Newman’s writings reveal his delight in the lives of the saints. Through them, he understood, we bring alive in our own person the truth of Christianity. Now Newman himself – though he once stated he had “no tendency to be a saint” – is to be canonised
In an essay on St Chrysostom published in 1859, John Henry Newman declared that he delighted in “dwelling on the characters and actions of the Saints of the first ages” as they have “left behind them just that kind of literature which more than any other represents the abundance of the heart”, their “correspondence”; they mixed “up their own persons, natural and supernatural, with the didactive or polemical works that engaged them”.

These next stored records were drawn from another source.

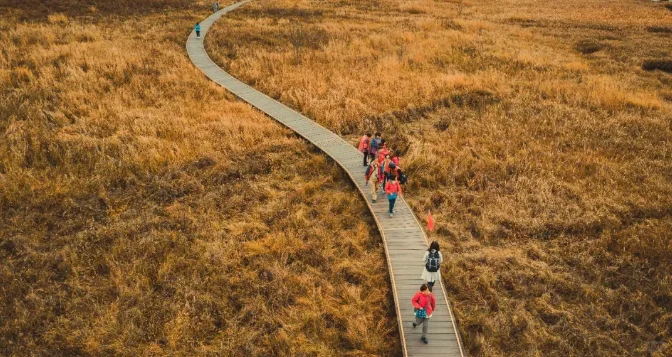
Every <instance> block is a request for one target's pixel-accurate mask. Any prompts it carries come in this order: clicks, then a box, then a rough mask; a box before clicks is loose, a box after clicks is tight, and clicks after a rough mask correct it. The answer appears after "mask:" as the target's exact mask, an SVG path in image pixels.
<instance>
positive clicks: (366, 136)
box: [357, 133, 372, 166]
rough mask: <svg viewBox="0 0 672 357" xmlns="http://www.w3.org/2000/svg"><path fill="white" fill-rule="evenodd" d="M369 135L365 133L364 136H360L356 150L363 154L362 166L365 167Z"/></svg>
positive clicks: (369, 139)
mask: <svg viewBox="0 0 672 357" xmlns="http://www.w3.org/2000/svg"><path fill="white" fill-rule="evenodd" d="M371 136H372V135H371V133H366V135H364V136H362V138H361V139H359V147H358V148H357V150H359V152H361V153H362V154H364V161H363V164H364V166H367V165H368V164H369V143H370V142H371Z"/></svg>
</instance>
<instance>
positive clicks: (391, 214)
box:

The Fathers “left behind them” a literature manifesting their “vigorous individuality”, works revealing “the presence of one active principle of thought, one individual character, flowing on and into the various matters” discussed. Newman sought always to register the “presence” of the “individual” character – declaring a “preference of the Personal to the Abstract” – and much of his originality as a thinker arose from his inclination to recognise and to vindicate the “Personal” in the life of the mind.
His Essay in Aid of a Grammar of Assent is an attempt to show how there is something irreducibly personal in any effort to discover the truth: the discovery of the truth involves not merely the tracing of “verbal” arguments, but an initiation into a discipline of perceiving and thinking by which the capacity to judge about certain aspects of reality is acquired, a capacity that is a “personal endowment”.